Il y a moins de problèmes d’intempéries en été, même si les centrales à gaz ont également montré des difficultés lors de vagues de chaleur de plus en plus intenses qui ont mis à rude épreuve le réseau.
Les auteurs du rapport estiment qu’au-delà de la diversification des ressources, les régulateurs pourraient faire davantage pour aligner les industries de l’électricité et du gaz sur un plan de restauration. Le manque de coordination entre les deux secteurs est un problème national – y compris dans le Nord-Est à l’époque d’Elliott – et une préoccupation des responsables de la FERC.
ERCOT n’a pas répondu aux questions spécifiques sur le rapport black-start.
Lewin a déclaré que le rapport illustre que le réseau a intérêt à se diversifier, en particulier avec la contribution importante des énergies renouvelables pendant les tempêtes hivernales.
« Il y a des gens qui examinent le rôle des centrales thermiques et disent que nous devrions utiliser davantage de gaz. La conclusion devrait être le contraire », a-t-il déclaré. « S’il y a un problème dans le système de gaz, vous vous retrouvez avec d’énormes problèmes. Une plus grande diversité de ressources vous donne un système plus solide. Mettre l’accent sur le gaz augmente involontairement votre risque.
Les batteries peuvent-elles sauver la situation ?
Même si le nombre de stockages d’énergie reste faible, la capacité d’acheminer les batteries aux heures de pointe prend une importance croissante au Texas.
Les pannes d’Uri ont provoqué une forte augmentation des investissements dans les batteries, les propriétaires et les entreprises recherchant une police d’assurance au cas où le réseau tomberait à nouveau en panne.
Selon l’Energy Information Administration des États-Unis, le Texas possède la deuxième capacité de batteries installée, avec près de 3 200 MW sur le réseau en novembre dernier.
Cette capacité a joué un rôle clé sur le réseau, quoique relativement petit, lors du récent gel hivernal. Selon Rickerson d’ERCOT, les batteries ont fourni environ 1,5 pour cent de l’énergie totale nécessaire lors des événements de pointe au cours des trois jours de temps froid.
Rickerson a déclaré que les batteries semblaient se charger pendant les heures creuses, puis se décharger lorsque la demande était plus élevée – ou « ce à quoi vous vous attendez ».
Ces batteries pourraient également jouer un rôle de ressources de démarrage noir. Selon le rapport fédéral, les batteries pourraient fournir un soutien précoce en tant que source d’énergie ainsi que pour maintenir la fréquence et la tension à mesure que davantage de ressources arrivent sur le réseau. Cependant, ERCOT n’inclut pas encore les batteries comme ressource de démarrage noir.

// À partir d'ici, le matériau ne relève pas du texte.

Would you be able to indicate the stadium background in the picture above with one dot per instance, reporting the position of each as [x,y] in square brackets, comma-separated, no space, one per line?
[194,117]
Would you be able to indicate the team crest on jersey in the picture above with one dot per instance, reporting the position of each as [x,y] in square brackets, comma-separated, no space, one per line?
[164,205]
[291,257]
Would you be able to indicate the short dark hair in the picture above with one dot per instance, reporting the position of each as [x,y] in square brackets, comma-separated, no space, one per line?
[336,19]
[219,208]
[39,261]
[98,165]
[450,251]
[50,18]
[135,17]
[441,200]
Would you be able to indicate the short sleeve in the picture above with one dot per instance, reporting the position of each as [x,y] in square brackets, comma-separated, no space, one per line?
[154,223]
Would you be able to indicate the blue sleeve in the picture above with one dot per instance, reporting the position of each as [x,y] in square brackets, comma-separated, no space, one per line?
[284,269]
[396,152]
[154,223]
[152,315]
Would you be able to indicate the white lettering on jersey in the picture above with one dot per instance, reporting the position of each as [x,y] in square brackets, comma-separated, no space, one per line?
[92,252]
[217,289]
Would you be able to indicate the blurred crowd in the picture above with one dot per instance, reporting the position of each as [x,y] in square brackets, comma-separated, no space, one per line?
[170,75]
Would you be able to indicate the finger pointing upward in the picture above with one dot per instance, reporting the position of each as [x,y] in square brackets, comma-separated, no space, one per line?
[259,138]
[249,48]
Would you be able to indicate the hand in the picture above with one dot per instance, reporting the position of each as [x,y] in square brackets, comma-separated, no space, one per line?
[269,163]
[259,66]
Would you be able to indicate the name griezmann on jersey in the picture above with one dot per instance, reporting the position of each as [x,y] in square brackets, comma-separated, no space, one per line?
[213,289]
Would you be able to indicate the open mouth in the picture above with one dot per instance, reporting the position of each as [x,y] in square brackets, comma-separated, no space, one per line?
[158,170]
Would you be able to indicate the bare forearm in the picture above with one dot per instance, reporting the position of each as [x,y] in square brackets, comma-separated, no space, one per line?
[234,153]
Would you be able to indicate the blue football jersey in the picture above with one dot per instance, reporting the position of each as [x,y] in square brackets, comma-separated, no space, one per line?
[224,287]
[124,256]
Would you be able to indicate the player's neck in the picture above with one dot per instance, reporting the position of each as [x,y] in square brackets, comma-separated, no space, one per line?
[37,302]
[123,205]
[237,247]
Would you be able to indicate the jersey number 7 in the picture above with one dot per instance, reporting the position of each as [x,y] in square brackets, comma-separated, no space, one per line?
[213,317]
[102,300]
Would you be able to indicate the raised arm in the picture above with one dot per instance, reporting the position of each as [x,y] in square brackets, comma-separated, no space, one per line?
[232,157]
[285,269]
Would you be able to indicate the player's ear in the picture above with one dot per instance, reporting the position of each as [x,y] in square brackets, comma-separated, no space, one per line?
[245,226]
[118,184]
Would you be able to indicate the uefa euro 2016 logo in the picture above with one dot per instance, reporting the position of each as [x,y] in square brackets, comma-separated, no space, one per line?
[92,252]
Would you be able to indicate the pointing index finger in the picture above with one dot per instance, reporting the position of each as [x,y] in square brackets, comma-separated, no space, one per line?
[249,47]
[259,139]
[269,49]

La croissance attendue des batteries pour accompagner les énergies renouvelables pourrait être menacée par une politique proposée par ERCOT qui aurait pénalisé les opérateurs de batteries s’ils ne détenaient pas suffisamment de charge.
Les responsables d’ERCOT avertissent depuis des mois que les exploitants de batteries doivent répondre à des exigences de responsabilité et respecter des exigences réglementaires, sinon le réseau risque de manquer d’énergie au moment où on en a le plus besoin.
Plus précisément, ERCOT a déclaré que lors de deux jours de forte demande l’année dernière, les systèmes de stockage par batterie manquaient de charge jusqu’à 113 MW.
La PUC a toutefois rejeté les aspects les plus punitifs de la proposition d’ERCOT au début du mois, votant contre les sanctions pour les batteries et autorisant plutôt le gestionnaire du réseau à recueillir davantage de données sur le fonctionnement des batteries.
En fait, le commissaire de la PUC, James Glotfelty, a expliqué son vote en faisant écho aux inquiétudes concernant les risques d’approvisionnement, affirmant que « chaque ressource échoue ».
« Discriminer les fournisseurs de services auxiliaires de stockage sur batterie est discriminatoire », a-t-il déclaré. « Les usines à gaz échouent. Les centrales nucléaires tombent en panne. Les centrales au charbon échouent.